Hungarian director Bela Tarr’s 1994 film sounds like the setup for a novel John Steinbeck would write. A farming community (a former collectivist farm, as it’s based on a 1985 novel written in the Soviet Union) has received a government subsidy.
From hardened criminals to abusive older children, we see the various ways that the cunning take the shares of the cash from the unsuspecting. The movie stretches seven and a half hours with a much smaller cast than a film like that would usually involve (unless you count the cows in it as cast members) but since it’s conveniently divided into twelve parts watching it is more akin to watching a miniseries.
The time commitment isn’t the most daunting sounding aspect of Sátántangó to the uninitiated. This movie shows its various subplots mostly in very long takes that often amount to traveling from place to place on foot, or even walking around buildings.
Additionally, certain scenes are replayed from different points of view.

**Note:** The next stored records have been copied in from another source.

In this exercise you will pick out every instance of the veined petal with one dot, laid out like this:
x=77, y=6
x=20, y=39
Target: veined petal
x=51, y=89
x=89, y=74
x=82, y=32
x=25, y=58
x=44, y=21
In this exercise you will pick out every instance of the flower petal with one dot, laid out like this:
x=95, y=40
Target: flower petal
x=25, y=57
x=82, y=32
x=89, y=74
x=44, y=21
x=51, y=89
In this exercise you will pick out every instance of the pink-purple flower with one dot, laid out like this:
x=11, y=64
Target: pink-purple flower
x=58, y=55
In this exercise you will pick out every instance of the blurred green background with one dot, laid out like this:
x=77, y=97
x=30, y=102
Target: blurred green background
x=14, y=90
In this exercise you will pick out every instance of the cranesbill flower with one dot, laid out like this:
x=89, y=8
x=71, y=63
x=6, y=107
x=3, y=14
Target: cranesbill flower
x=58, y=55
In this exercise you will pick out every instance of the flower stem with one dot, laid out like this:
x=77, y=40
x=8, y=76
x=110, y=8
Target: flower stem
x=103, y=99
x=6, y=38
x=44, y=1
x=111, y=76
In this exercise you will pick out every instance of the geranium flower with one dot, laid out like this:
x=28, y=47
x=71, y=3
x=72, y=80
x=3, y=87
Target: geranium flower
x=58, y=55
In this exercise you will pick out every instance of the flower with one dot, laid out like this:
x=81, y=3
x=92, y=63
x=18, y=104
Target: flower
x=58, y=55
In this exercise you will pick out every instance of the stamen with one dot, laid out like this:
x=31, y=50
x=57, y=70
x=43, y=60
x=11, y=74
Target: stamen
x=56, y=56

Sound boring? For many it will be.
But it also has the effect of removing any sense of quaintness to the rundown rural setting. Even though the images are filmed in crisp black and white, they feature muddy, sloshing paths. The effect is that being inside the village can seem so oppressive and uncomfortable for the viewer that they become numb to the wickedness of the many thieves.
The most popular interpretation of David Lynch’s 1978 debut film is that it’s about a printing factory worker in a bleak town named Henry Spencer who accidentally impregnates his girlfriend Mary, and they have an inhumanly deformed baby.

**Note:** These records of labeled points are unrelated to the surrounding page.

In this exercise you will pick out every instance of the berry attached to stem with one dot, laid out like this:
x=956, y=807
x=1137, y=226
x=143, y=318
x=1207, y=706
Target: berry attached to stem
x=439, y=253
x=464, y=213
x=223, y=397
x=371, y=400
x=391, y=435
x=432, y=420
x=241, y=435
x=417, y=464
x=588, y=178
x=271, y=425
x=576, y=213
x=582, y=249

The reason that’s only the most popular interpretation is because Lynch has explicitly said in interviews that in the following decades no one came close to accurately interpreting his grim debut (he has said the true intended meaning has something to do with the Holy Bible, but that’s as revealing as he’s gotten.)
So what keeps compelling people to try? Because Lynch’s movie not only has the loose structure of a comprehensible if grim story, it also has teases for the audience that seem to play off how abstract certain surreal scenes are.
For example, during a scene where Henry meets his girlfriend’s mother, there’s a loud, off-putting squeaking noise through much of the scene, leaving the viewer anxious about what that noise is and what it could mean… then revealing it’s a benign litter of puppies.
Later, when Mary leaves Henry, there’s an extended scene where she’s messing with the end of the bed while Henry’s lying on it. It’s framed from Henry’s POV so we can’t see what she’s doing, and we’ve seen enough surreal imagery with ominous sounds that it could be anything.